My long runs are getting long which means they are also getting a little more uncomfortable, both mentally and physically. Physical is pretty obvious. Today I ran for 3 hours and 42 minutes (12 extra minutes due to getting a tad turned around on the trails) and around 2.5 hours I usually start to feel discomfort in my feet, my leg muscles start to talk to me (not angry yet, just a little annoyed), and I start feeling a little chaffed. The mental games start about 30 minutes later–“What the? Melissa, why are you spending your Saturday doing this?” “How will you ever finish a 54 km race if you’re already falling apart 3 hours in?” “You’re not as tough as you use to be…”
I was pulling myself up a long steady hill, 5.5 miles from home, feeling a little pissed off at myself for feeling worse than I believed I should, and my thought of the day came. “Its supposed to be uncomfortable, Melissa. If it wasn’t uncomfortable, it wouldn’t be worth it. Embrace it and push into it.”
When you set a goal, its usually because you want to in some way be better–getting your health in line, being a better parent, friend, spouse, employee…whatever. Being better requires being uncomfortable for a while. It means telling your ego to leave (not always fun to do). In relationships, for me, it means not having to be right.
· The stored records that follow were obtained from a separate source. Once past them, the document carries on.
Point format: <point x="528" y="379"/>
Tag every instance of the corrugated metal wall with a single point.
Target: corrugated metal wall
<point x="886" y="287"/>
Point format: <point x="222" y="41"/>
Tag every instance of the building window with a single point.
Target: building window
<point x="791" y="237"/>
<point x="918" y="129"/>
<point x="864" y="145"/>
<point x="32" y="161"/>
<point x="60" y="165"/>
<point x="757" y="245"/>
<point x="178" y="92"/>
In running, it means being okay with a little chaffing, muscle ache, and over all fatigue– When I look at the pain/unpleasant sensations as something that is suppose to happen–like a growing pain– it hurts less and I’m able to push harder towards my goal.
Of course there is a time and place for comfort. Like right now, I’m going to make myself as comfortable as possible in my bed (air-mattress, we spent our bed money on plane tickets and tuition but its not so bad after sleeping with roaches and giant spiders in SE Asia and India)!